Nagaenthran K. Dharmalingam, Terpidana Narkoba dengan IQ Rendah, akan Dieksekusi Mati Pekan Depan
Tanggal eksekusi mati Nagaenthran K. Dharmalingam telah ditetapkan. Ia adalah pria Malaysia yang diadili di Singapura karena membawa narkoba.
Penulis: Tiara Shelavie
Editor: Arif Fajar Nasucha
Kecacatan ini dianggap akan mempersulit Nagaenthran untuk menilai risiko dan juga akan menyulitkannya untuk secara akurat menjelaskan keadaannya.
BBC melaporkan, IQ Nagaenthran hanya 69, tingkat yang diakui sebagai indikasi disabilitas intelektual.
Namun Pengadilan Singapura sebelumnya telah memutuskan bahwa Nagaenthran tahu betul apa yang dia lakukan.
Rincian Kasus Nagaenthran K. Dharmalingam
Mengutip Indian Express, pada 22 November 2010, Dharmalingam dijatuhi hukuman mati karena mencoba menyelundupkan 42,72 gram heroin ke Singapura.
Di bawah hukum Singapura, mereka yang tertangkap membawa lebih dari 15 g heroin akan menjalani hukuman mati.
Dia ditangkap pada April 2009 ketika mencoba menyelundupkan heroin di Woodlands Checkpoint saat memasuki Singapura dari Malaysia.
Heroin itu diikatkan ke pahanya saat itu.
Dharmalingam kemudian mengajukan banding di pengadilan banding Singapura pada Juli 2011, namun ditolak.
Pada Februari 2015, Dharmalingam mengajukan permohonan untuk diberikan hukuman penjara seumur hidup, bukan hukuman mati.

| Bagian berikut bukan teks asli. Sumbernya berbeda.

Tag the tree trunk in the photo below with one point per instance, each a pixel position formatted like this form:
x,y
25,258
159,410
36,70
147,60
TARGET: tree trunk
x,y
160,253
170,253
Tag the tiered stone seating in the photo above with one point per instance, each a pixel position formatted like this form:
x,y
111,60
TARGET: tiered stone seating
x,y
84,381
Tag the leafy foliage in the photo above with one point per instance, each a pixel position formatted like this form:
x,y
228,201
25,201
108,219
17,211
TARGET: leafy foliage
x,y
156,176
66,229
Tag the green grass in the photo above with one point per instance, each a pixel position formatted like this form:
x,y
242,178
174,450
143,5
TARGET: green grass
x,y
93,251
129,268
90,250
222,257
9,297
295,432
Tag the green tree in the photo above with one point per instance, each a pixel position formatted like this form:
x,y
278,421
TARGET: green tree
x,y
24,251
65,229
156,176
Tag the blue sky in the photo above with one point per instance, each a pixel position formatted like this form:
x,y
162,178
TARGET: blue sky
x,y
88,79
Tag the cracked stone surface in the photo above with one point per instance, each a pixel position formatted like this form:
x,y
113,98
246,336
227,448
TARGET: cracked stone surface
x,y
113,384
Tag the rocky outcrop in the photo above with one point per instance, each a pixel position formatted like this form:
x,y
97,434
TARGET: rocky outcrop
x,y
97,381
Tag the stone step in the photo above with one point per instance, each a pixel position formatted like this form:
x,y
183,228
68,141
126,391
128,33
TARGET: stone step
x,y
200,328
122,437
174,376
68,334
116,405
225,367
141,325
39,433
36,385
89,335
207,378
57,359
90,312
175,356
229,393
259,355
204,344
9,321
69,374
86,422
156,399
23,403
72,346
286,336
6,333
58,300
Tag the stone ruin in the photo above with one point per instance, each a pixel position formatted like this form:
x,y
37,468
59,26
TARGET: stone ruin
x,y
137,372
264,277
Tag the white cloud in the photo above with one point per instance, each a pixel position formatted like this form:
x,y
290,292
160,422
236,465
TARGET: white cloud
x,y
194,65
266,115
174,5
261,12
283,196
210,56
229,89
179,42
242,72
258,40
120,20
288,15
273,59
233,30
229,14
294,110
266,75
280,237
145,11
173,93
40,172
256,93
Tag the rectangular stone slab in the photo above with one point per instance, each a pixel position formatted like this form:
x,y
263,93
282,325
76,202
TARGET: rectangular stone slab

Pada tahun 2017, seorang psikiater, Dr Ken Ung, mengatakan bahwa Nagaenthran menderita kecacatan intelektual ringan, gangguan defisit perhatian dan gangguan minum - yang semuanya akan "mempengaruhi pengambilan keputusan secara signifikan".
Namun dalam pemeriksaan silang, Dr Ung justru mengatakan bahwa Nagaenthran mengalami borderline intellectual functioning.
Borderline intellectual functioning adalah kategorisasi kecerdasan di mana seseorang memiliki kemampuan kognitif di bawah rata-rata (umumnya IQ 70-85), tetapi tidak sampai mengalami kecacatan intelektual (IQ di bawah 70).
Sementara tiga psikiater lain mengatakan kepada pengadilan bahwa Nagaenthran tidak cacat intelektual, seseorang menyimpulkan bahwa batas IQ-nya mungkin telah berkontribusi terhadap kesadarannya untuk melakukan perbuatan melanggar hukum.